Unlock Password Protected Word Documents: Expert Guide

Learn how to unlock a password-protected Word document using built-in features, VBA macros, and third-party tools. Methods for both known and forgotten.

Unlock Password Protected Word Documents: Expert Guide cover image

Quick Answer If you know the password, go to File > Info > Protect Document > Encrypt with Password and delete it. If you forgot the password, try renaming the .docx to .zip and editing the XML, using a VBA macro, or a dedicated password recovery tool.

This guide walks through unlocking a Word document you own, like an old report saved before you started using a password manager, or a draft handed off without the credentials.

Trying to unlock a document that belongs to someone else without explicit authorization is illegal under the Computer Fraud and Abuse Act and equivalent laws elsewhere. Only run these steps on your own computer and account, or with explicit permission from the document’s owner.
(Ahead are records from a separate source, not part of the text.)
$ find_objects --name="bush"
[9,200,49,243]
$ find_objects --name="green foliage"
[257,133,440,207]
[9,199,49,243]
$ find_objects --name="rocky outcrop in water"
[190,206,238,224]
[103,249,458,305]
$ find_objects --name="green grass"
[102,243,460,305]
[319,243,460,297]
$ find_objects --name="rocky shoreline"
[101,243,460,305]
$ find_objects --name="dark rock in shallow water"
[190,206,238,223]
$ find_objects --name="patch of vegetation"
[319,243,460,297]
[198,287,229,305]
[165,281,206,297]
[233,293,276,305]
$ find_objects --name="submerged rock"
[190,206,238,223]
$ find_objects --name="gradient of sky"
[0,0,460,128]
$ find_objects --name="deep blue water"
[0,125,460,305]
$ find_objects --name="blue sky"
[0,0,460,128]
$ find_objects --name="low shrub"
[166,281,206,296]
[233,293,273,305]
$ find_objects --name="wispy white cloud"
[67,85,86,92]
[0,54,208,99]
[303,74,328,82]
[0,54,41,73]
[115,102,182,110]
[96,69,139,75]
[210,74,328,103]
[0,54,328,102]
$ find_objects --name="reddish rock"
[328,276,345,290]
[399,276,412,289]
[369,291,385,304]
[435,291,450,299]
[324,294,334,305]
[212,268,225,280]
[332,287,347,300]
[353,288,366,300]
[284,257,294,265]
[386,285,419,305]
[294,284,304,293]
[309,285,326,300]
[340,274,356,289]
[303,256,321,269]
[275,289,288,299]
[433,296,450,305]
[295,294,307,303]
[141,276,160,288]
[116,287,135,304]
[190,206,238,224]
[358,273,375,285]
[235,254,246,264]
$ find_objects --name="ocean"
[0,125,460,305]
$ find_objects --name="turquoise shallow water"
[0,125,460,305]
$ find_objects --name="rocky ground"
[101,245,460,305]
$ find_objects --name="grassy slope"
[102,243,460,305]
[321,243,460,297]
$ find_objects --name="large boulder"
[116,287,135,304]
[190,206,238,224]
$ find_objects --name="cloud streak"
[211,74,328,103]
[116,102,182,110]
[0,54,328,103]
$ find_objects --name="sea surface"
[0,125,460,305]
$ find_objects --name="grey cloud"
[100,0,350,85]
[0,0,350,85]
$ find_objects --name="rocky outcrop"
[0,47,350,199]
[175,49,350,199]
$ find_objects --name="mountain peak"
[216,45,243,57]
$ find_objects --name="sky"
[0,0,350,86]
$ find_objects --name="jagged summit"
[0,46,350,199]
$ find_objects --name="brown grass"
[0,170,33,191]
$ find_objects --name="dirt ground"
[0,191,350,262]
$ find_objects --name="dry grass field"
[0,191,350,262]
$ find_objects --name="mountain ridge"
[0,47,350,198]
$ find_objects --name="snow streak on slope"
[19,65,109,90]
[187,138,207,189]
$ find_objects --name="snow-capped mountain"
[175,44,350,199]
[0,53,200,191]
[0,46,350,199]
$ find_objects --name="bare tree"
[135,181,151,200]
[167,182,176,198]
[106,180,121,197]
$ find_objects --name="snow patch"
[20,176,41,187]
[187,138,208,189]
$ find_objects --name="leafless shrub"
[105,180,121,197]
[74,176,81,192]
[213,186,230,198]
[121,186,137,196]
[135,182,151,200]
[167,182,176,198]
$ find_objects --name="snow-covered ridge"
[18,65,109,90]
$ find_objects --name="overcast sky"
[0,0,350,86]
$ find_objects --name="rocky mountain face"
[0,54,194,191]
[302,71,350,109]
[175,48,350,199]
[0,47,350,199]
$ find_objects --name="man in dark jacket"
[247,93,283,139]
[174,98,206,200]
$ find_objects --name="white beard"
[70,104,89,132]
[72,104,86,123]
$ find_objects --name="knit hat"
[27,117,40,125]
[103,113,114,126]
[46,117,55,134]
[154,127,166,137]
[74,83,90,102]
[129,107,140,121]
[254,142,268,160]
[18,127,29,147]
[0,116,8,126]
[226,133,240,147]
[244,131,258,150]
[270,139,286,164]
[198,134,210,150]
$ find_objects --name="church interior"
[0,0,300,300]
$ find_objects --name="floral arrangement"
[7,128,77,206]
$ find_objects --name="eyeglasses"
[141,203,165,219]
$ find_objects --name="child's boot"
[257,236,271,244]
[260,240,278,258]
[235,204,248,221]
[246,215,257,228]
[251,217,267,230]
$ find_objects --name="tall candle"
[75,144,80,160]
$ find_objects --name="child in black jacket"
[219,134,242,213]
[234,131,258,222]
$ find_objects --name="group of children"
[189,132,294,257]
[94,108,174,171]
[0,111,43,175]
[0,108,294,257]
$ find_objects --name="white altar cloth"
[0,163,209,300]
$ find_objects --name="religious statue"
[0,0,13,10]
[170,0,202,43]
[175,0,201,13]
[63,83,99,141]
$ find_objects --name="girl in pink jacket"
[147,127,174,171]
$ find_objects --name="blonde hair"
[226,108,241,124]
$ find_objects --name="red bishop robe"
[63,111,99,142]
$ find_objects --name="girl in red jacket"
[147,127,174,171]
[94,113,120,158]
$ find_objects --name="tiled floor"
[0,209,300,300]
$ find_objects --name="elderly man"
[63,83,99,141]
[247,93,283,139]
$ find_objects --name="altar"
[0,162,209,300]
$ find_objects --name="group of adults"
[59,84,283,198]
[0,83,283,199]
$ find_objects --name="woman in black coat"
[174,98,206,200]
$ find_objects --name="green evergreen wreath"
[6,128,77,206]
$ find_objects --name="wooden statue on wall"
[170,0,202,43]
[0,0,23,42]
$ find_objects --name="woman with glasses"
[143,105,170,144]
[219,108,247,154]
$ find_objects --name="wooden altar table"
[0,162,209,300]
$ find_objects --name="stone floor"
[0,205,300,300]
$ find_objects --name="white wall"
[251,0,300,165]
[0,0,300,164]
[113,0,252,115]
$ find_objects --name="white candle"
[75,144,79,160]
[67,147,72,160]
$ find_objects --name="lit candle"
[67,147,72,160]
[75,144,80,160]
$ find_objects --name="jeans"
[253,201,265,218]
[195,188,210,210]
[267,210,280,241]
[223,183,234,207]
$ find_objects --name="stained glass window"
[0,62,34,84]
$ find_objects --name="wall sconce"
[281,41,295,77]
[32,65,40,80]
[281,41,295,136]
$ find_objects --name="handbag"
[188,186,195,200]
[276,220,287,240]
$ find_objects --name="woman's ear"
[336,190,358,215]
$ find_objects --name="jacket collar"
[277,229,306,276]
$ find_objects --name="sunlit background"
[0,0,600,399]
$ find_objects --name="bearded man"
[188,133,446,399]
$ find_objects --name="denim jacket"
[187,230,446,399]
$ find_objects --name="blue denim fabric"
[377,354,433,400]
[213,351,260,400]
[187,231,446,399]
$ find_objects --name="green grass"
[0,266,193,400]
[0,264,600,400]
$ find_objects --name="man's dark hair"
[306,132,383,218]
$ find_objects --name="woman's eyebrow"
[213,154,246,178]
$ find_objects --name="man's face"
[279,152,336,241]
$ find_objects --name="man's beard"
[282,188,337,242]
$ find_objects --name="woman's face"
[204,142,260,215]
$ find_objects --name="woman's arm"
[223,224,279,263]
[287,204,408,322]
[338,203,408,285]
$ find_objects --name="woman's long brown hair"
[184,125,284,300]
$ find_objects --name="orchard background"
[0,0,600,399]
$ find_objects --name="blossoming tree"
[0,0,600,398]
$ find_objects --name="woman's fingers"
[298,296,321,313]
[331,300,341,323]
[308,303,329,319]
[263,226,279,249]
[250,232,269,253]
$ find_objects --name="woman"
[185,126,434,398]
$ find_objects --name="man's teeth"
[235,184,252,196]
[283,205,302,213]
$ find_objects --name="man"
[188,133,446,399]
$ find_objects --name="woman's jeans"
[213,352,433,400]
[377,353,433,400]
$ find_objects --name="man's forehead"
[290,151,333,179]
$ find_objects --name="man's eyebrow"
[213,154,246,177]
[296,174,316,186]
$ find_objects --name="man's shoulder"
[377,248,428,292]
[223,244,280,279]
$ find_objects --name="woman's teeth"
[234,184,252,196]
Microsoft’s built-in encryption is strong, so the fastest paths almost always run through official Microsoft support channels first: Office IRM, OneDrive version history, or your Microsoft 365 admin. The methods below start there and only move on to recovery utilities when the official routes don’t apply.

  • Word offers three protection types: full AES-256 encryption, editing restrictions, and read-only protection, each removed by a different method.
  • If you know the password, removing full encryption takes under 30 seconds via File > Info > Protect Document > Encrypt with Password.
  • OneDrive keeps prior file versions for 30 days on personal plans and longer on Microsoft 365 business tiers at no extra charge.
  • The XML edit trick changes w:enforcement from 1 to 0 and only clears editing restrictions, not the password screen on a fully encrypted file.
  • Brute-force tools like PassFab can break a 6-character lowercase password in under an hour but stall for days on 8-character mixed-case passwords.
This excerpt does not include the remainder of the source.